СЧЁТ

пять лет он увидел по телевизору акул. Немигающий зрачок глаза, белизну рядов кинжальных чуть кривых зубов, хищный стремительный рывок атаки и… кровь. И с тех пор по ночам стал приходить кошмар. Акула подплывала, смотрела немигающим глазом, на мгновение замирала, а затем следовал бросок разинутой пасти. И вода окрашивалась кровью. Его кровью.

Мать забыла, что такое спать по ночам. Она вскакивала на его крик, сгребала в объятия, гладила, покачиваясь из стороны в сторону, стараясь унять его плачь и дрожь. А потом подолгу сидела, держа за руку, иногда до утра, так как он боялся засыпать снова. Знаешь, сказал он ей однажды, если я буду плохим человеком и попаду в Ад, то я знаю каким он будет для меня. Там меня будут каждый день рвать акулы.



Мальчик вырос. Кошмар почти перестал терзать его и приходил всё реже и реже. Он почти забыл о нём. Но природа не терпит пустоты. И на место одного кошмара пришёл другой. Он влюбился. Обычный невзрачный тип в первую красавицу города.

Он боялся даже приблизиться к ней, но с постоянством монаха, приходящего на вечернюю молитву, приходил в подворотню напротив её дома и стоял там часами в надежде увидеть хотя бы силуэт. Приходил каждый день. И в дождь, и в снег, и в пургу. И не уходил, покуда не гас в её окне свет. А потом ещё полчаса. И даже, если шторы весь вечер были задёрнуты, он с мужеством спартанца оставался на посту.

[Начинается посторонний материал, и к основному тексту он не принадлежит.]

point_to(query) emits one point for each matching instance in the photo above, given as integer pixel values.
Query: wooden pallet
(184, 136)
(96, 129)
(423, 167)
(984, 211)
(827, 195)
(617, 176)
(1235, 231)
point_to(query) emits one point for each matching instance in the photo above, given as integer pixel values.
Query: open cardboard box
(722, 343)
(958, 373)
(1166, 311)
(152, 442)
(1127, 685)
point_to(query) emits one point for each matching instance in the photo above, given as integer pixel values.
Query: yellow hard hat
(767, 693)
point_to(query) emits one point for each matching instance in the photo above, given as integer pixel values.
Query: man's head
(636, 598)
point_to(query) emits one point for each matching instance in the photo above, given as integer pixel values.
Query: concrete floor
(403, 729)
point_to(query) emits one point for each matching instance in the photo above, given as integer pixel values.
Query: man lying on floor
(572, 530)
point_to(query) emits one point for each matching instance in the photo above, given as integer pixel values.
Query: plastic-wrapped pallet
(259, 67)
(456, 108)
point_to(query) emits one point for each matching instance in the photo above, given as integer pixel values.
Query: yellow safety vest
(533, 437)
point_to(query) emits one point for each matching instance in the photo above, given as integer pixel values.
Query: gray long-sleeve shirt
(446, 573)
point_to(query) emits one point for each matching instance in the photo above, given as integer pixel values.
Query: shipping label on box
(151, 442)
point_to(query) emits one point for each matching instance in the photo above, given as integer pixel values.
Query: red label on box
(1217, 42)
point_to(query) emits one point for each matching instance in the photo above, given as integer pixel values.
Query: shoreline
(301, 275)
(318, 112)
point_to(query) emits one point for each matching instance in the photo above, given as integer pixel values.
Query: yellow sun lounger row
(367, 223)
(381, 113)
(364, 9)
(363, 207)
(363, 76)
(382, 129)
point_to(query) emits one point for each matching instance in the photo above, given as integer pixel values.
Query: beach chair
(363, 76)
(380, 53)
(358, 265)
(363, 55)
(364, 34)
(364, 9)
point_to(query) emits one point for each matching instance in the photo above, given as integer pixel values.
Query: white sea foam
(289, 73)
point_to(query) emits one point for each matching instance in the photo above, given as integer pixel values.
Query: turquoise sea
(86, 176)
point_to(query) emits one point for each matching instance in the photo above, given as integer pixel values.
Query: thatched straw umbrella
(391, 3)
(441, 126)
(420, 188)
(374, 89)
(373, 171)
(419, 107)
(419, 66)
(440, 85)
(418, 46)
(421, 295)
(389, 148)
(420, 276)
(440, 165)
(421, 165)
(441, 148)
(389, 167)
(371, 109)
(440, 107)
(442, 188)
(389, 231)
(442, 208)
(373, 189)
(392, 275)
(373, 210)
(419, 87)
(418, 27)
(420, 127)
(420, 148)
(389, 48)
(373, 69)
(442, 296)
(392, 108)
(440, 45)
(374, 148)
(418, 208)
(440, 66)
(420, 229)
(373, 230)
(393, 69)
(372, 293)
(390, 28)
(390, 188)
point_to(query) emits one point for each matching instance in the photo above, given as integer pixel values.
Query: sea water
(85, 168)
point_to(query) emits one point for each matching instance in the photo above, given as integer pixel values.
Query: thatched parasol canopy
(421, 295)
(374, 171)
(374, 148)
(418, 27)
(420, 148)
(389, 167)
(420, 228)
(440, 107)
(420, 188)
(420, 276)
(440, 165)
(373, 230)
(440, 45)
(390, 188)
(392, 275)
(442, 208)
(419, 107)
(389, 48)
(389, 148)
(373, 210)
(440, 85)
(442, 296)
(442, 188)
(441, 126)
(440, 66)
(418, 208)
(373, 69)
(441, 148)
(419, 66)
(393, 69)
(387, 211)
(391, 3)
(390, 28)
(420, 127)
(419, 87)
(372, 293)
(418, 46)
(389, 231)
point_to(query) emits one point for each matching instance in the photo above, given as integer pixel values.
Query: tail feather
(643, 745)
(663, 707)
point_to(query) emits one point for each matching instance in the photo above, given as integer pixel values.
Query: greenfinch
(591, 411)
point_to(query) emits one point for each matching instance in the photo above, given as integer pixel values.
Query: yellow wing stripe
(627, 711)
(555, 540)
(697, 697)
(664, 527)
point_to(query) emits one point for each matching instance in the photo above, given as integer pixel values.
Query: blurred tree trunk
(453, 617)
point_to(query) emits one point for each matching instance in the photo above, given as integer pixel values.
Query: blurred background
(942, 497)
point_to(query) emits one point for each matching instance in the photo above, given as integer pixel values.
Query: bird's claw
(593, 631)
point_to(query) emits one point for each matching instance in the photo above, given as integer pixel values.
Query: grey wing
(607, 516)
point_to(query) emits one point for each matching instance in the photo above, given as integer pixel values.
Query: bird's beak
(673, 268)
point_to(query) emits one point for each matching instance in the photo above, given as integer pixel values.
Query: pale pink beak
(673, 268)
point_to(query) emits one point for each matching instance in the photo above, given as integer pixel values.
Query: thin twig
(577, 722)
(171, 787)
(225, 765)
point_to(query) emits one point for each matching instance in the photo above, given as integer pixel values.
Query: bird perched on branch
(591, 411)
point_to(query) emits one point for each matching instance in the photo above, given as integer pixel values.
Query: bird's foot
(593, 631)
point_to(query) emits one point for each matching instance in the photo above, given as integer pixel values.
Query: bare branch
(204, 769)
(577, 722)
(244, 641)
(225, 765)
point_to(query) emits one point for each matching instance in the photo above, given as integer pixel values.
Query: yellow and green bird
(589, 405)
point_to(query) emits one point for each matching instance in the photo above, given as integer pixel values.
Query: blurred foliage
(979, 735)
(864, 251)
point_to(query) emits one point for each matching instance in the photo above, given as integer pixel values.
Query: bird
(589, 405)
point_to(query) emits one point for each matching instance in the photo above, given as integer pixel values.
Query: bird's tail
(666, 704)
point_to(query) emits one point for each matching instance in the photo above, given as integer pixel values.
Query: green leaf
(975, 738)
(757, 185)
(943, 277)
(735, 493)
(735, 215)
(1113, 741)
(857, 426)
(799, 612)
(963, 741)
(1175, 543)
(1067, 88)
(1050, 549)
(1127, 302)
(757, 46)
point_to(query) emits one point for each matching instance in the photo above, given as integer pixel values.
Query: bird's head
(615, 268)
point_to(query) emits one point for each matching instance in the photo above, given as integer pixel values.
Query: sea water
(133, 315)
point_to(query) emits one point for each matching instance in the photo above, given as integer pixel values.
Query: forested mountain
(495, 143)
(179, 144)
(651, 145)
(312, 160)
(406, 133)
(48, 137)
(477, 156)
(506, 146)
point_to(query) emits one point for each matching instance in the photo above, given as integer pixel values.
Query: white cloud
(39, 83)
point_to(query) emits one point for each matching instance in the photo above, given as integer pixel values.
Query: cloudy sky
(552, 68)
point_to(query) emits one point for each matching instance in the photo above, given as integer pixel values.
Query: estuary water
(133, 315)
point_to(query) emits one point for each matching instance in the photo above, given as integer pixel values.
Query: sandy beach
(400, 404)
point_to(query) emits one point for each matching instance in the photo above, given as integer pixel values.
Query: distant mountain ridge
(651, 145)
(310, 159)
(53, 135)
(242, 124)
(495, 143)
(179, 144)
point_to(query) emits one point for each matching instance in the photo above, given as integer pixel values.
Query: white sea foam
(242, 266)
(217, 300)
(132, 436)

Однажды в кругу товарищей он сказал, что готов отстрадать за неё все её несчастья и беды. Даже всю её грусть. За всю жизнь. Над ним посмеялись и забыли.

Но мир не без злых языков. В насмешку донесли его слова и до неё.


Был тёплый июльский вечер. Небо ещё сохраняло голубизну света, но первые звёзды уже начали заглядывать в этот мир. С летней террасы соседнего кафе нестерпимо заманчиво доносился аромат кофе. С его боевого поста в подворотне был виден целый кусок улицы, но сводчатое окно её комнаты заслонило для него весь мир.

Вдруг всё исчезло. Чьи-то тёплые ладошки вынырнули сзади и закрыли глаза. Внутри всё оборвалось и ухнуло. Он потерялся — никто и никогда в жизни не закрывал ему глаза.

Сзади, о ужас, посмеиваясь, стояла его мечта. Он был готов провалиться сквозь землю с отчаянием ребёнка, застигнутого на месте преступления. В её же глазах, наоборот, бегали озорные чёртики, и было видно, что всё это её очень забавляет.

— Подглядываешь?

Всё, о чём мечтал он в этот момент — это умереть на месте.

— Подглядываешь! Подглядываешь! — сама себе ответила она утвердительно. — Да ещё направо и налево трезвонишь, что готов отстрадать за меня все мои беды и горести. За всю мою жизнь. Все мужчины так говорят, чтобы произвести впечатление. Не так ли?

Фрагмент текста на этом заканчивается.